While women driving cars in urban areas is a common sight, the majority are dependent on male family members for mobility. Similarly, those using public transport spend substantial time and money on traveling, which includes trouble finding rides at odd hours and also face harassment in various forms. However, for the past five years, women have broken the patriarchal barrier and chosen to ride a bike — long considered a man’s domain.
The Women on Wheels (WoW) initiative was launched by the Punjab government in 2016 under the patronage of Salman Sufi, a social activist.
After the change of government in 2018, the Salman Sufi Foundation took over WoW as an independent initiative and to-date has trained over 10,000 women across Pakistan and aims to train 500,000 women more in the next five years.
Talking to Sabaat, Sufi said “Initially it was very difficult to convince families to allow their daughters to learn [how to ride a motorcycle], but then a high number of girls started taking lessons and everyone realised its financial benefits. Resultantly, women have started their own businesses which has changed their lives.”
‘Women are not safe drivers’ is a sexist, stereotypical expression often uttered by men. This shatters women’s self-confidence and makes it very hard for some to take the first step. “In our safety training component, women are given confidence that they can ride a bike and take control of things,” explained Sufi.
“We want women to remain dependent on us. But we don’t realise what will happen when we are not there. When I got my daughter a motorcycle our neighbours asked me to ‘control my daughter’ rather than giving her freedom, saying she should not wear vulgar clothes or sit on a bike in an unbecoming way,” shared Ishaq Mian, a single parent of five from Dharampura, Lahore.
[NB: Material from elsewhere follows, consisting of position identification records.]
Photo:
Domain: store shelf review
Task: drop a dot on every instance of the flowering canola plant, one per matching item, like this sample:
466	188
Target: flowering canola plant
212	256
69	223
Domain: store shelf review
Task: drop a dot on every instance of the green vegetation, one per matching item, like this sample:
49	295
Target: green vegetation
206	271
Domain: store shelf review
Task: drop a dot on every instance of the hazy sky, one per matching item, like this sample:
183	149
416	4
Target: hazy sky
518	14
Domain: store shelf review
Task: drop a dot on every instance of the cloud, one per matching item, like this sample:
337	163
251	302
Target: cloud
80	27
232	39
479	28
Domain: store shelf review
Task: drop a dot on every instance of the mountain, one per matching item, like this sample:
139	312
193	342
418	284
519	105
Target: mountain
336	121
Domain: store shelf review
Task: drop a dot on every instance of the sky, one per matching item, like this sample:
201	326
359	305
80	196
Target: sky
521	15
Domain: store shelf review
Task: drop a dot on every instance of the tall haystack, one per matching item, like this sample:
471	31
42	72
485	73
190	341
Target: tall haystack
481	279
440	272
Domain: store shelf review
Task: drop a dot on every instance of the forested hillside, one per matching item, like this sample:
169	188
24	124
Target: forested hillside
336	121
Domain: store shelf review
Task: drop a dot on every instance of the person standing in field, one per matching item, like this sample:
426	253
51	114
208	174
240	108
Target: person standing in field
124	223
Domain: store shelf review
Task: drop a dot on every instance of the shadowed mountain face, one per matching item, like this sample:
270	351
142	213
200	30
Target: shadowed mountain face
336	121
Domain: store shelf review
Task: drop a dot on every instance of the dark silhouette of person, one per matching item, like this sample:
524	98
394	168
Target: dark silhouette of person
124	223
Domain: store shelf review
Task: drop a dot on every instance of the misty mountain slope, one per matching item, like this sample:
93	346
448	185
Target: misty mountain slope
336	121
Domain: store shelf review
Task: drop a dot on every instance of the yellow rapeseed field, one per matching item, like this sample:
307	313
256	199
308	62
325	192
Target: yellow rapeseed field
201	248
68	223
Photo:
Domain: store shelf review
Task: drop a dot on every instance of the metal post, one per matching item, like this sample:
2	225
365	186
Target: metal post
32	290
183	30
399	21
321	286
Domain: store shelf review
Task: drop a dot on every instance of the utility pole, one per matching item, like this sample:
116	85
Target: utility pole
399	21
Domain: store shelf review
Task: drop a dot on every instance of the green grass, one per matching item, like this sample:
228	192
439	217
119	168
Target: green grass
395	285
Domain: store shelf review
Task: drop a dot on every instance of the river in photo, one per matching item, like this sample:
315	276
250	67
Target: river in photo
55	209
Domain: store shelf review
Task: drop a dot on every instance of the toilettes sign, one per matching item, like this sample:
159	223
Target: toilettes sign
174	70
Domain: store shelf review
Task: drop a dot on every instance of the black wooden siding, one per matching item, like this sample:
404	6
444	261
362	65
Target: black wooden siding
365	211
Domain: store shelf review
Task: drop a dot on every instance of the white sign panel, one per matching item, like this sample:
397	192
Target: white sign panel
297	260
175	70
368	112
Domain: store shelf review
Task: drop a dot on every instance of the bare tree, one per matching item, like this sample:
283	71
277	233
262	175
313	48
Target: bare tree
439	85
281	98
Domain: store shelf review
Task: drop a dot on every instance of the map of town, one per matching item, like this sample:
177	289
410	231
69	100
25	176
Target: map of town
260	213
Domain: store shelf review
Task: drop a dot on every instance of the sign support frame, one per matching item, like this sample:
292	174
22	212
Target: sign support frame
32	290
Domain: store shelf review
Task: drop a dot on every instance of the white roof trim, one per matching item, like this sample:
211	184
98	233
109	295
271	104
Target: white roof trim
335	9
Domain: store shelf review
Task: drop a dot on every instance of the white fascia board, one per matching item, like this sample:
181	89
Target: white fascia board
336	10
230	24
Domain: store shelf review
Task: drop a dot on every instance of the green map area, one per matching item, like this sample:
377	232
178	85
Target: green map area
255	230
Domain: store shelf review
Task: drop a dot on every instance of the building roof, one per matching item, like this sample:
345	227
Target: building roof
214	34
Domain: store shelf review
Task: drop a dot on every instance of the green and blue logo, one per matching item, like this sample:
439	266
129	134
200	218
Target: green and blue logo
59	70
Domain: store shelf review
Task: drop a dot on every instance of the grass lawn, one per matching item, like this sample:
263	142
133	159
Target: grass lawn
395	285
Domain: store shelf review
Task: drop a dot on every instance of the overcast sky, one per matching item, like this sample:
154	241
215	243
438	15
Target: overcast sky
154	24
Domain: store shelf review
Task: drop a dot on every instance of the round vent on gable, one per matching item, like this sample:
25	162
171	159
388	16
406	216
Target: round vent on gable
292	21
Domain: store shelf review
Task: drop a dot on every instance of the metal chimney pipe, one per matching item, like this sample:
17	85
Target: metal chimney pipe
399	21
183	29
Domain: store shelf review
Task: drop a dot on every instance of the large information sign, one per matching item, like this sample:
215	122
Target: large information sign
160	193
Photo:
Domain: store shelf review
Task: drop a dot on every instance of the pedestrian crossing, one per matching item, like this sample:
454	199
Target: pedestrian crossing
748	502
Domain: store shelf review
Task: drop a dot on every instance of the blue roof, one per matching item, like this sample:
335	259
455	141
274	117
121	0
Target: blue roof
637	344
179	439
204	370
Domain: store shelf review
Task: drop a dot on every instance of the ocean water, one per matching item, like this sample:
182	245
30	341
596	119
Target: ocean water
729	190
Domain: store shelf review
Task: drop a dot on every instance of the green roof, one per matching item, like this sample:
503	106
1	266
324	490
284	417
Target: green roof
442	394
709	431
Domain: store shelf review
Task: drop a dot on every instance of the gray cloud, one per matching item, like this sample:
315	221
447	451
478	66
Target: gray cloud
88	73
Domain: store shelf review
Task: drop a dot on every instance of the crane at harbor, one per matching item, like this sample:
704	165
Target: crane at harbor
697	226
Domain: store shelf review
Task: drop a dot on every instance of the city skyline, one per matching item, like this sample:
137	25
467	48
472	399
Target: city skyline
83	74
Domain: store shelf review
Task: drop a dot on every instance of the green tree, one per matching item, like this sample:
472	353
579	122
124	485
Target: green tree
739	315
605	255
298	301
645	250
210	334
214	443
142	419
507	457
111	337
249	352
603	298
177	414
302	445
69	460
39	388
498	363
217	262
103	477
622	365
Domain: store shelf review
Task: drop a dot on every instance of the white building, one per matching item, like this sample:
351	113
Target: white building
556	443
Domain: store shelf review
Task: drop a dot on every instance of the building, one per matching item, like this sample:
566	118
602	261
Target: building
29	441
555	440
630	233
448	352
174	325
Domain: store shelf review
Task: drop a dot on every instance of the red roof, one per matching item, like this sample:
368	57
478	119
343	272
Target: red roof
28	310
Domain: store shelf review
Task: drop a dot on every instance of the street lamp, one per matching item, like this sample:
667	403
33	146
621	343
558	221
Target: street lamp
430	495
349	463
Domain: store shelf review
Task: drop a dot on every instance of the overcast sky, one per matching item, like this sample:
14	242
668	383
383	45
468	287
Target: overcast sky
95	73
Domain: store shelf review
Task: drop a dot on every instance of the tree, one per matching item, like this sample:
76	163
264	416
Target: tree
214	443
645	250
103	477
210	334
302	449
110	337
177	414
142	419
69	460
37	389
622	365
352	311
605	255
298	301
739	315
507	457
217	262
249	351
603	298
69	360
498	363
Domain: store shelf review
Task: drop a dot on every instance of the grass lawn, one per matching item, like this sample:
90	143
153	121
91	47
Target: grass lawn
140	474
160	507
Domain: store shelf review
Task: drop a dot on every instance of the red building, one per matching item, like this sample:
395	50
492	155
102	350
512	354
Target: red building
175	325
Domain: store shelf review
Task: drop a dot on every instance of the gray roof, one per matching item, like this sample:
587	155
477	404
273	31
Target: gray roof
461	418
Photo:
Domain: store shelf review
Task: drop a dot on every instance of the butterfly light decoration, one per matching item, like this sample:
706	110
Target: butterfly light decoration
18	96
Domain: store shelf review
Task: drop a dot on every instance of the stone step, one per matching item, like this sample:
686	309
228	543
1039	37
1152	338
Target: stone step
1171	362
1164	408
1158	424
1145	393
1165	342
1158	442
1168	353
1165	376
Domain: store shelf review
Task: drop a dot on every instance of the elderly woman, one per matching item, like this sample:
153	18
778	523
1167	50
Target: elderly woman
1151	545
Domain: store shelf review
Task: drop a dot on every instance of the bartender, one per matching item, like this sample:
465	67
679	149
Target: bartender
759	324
However, Mian wondered that if women can drive animal carts and cars why not a motorcycle? “I encouraged my daughter to learn how to ride a bike and today we have divided the burden of chores so she does the pick-and-drop of her siblings from school, goes to college and does the groceries. I feel a bike is much safer than public transport.”
Pink Riders — run by Payyam-e-Khurram in Karachi —trains women and transgender persons from Karachi to Gilgit-Baltistan to ride bikes, thus empowering them to get a job and meet their expenses.
Pink Riders’ student Shireen Ferozepurwalla, an engineer from NED University and double MBA from CBM, said using Careem for commuting would cost her almost Rs30,000 monthly so she took training and started riding a bike. She regretted that the mindset of society is the real hurdle for women.
“Boys will see a girl riding and make sure to pass a comment or nudge each other. There are many who come extremely close to scaring a woman rider,” she said, adding that there are also good people out there as she’s been helped many times by passersby when her motorcycle breaks down.
When she applied for a motorcycle driving licence, the official at the counter refused to accept Shireen’s application saying they do not issue these licences to women and she should drive a car instead! However, once she raised the issue with police higher-ups, the matter was resolved and she got her licence.
Even though ventures such as these have changed many lives, women are still not completely safe being on their own on the road.
Recently, Samar Khan, a renowned mountain-biker, was harassed while riding in Islamabad. Warda Noor, a law student at LUMS who also runs a youth team named Future Pakistan, said, “I’ve been giving tuitions for a long time and the bike has been the major reason I have been able to continue. I was upset the way people stared at me and treated me on the roads, but after a while I started completely ignoring those around me and now I am managing fine.”